North Korean leader Kim Jong Un, meanwhile, reportedly called the ICBM test an Independence Day “gift” for the Americans and promised to send more “big and small gift packages often in the future so they don’t get bored.” [Stars & Stripes]
Kim Jong-un better hope that President Trump doesn’t send him some big and small gift packages in return.
Even though the US is calling this an ICBM test its maximum range of possibly 5,500 kilometers barely makes it an ICBM and analysis has not determined if the reentry technology worked or not:
South Korea’s Ministry of National Defense followed up on Tillerson’s statement hours later, announcing Wednesday that the missile was a “new type” of ICBM, apparently a Hwasong-12 intermediate-range ballistic missile (IRBM), also known as a KN-17, modified into a two-stage projectile.

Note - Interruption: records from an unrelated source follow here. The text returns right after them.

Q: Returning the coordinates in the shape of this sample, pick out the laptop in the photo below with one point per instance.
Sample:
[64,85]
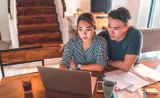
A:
[70,81]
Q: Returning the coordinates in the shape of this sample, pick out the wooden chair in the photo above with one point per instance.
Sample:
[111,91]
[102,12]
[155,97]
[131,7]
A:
[19,56]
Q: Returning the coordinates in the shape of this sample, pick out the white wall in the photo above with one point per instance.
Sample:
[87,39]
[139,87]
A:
[143,13]
[72,6]
[156,21]
[131,5]
[4,25]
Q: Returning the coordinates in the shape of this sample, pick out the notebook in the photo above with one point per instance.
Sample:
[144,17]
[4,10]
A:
[138,77]
[70,81]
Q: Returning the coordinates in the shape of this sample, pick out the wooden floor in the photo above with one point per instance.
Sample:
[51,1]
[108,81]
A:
[54,62]
[29,67]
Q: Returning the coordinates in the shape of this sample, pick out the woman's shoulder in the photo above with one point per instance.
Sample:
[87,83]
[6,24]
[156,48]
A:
[100,39]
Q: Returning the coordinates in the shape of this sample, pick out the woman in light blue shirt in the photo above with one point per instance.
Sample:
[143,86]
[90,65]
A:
[86,51]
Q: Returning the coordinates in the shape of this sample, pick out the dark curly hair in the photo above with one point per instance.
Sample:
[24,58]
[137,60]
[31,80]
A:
[89,18]
[121,13]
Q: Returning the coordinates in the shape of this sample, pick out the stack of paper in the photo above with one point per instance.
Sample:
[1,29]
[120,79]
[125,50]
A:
[135,79]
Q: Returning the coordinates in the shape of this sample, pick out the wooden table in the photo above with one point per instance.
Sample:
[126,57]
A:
[11,87]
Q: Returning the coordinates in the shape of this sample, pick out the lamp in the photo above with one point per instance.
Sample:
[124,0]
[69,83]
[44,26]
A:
[79,11]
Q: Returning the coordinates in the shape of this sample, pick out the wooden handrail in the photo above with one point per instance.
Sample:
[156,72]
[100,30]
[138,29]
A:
[64,7]
[9,9]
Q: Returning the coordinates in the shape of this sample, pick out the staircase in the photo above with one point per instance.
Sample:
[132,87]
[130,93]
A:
[37,23]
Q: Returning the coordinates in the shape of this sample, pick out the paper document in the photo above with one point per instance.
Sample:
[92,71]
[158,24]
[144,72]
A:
[147,73]
[132,78]
[128,77]
[121,83]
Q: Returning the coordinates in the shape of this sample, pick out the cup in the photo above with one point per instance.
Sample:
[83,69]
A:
[108,88]
[27,84]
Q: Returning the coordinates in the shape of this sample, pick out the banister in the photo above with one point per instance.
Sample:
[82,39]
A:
[9,9]
[64,7]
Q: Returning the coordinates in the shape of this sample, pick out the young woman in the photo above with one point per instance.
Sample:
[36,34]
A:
[86,51]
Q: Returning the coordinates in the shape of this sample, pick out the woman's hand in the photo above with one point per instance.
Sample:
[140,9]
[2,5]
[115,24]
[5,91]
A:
[62,47]
[73,65]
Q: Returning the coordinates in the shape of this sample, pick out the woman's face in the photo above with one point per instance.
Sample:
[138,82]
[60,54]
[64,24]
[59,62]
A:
[85,31]
[117,30]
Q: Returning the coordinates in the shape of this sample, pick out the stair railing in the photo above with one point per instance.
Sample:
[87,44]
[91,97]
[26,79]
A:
[64,7]
[9,9]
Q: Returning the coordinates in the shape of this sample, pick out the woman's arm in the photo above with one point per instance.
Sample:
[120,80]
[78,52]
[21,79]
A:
[63,66]
[92,67]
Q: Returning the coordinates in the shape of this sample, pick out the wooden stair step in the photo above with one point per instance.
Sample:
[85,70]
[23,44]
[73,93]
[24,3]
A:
[37,19]
[38,10]
[44,44]
[54,35]
[35,28]
[22,3]
[31,54]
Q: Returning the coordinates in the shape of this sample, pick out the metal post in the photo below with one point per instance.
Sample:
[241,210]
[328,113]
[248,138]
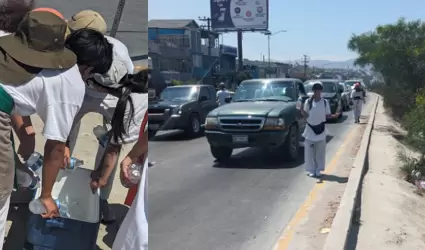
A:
[117,18]
[240,56]
[268,38]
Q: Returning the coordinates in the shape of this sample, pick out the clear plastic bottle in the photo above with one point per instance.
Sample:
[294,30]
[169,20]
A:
[25,180]
[134,174]
[35,163]
[101,135]
[66,207]
[36,207]
[75,163]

An IRBM class missile has the capacity to fly between 3,000 and 5,500 kilometers (1,864 to 3,418 miles), shorter than an ICBM’s capacity of more than 5,500 kilometers.
But the ministry fell short of saying whether North Korea’s ICBM launch was successful, saying it was hard to confirm yet. Analysis of whether Pyongyang has perfected re-entry technology, a core part of a long-range missile that’s been considered the last hurdle for North Korea’s ICBM development, was still ongoing, according to Defense Minister Han Min-koo, who briefed lawmakers on the National Assembly’s National Defense Committee Wednesday. Han said the Hwasong-14, North Korea’s name for its ICBM, qualified to be an ICBM when considering its travel distance, but that the maximum speed was way below the threshold of Mach 20. [Joong Ang Ilbo]
At its maximum range the KN-17 puts Guam and parts of Alaska at risk. This is clearly significant progress, but the Kim regime has not perfected ICBM technology that can reliably strike the US mainland, yet. At this point it seems like it is only a matter of time if the US and the ROK allow the Kim regime to have that time.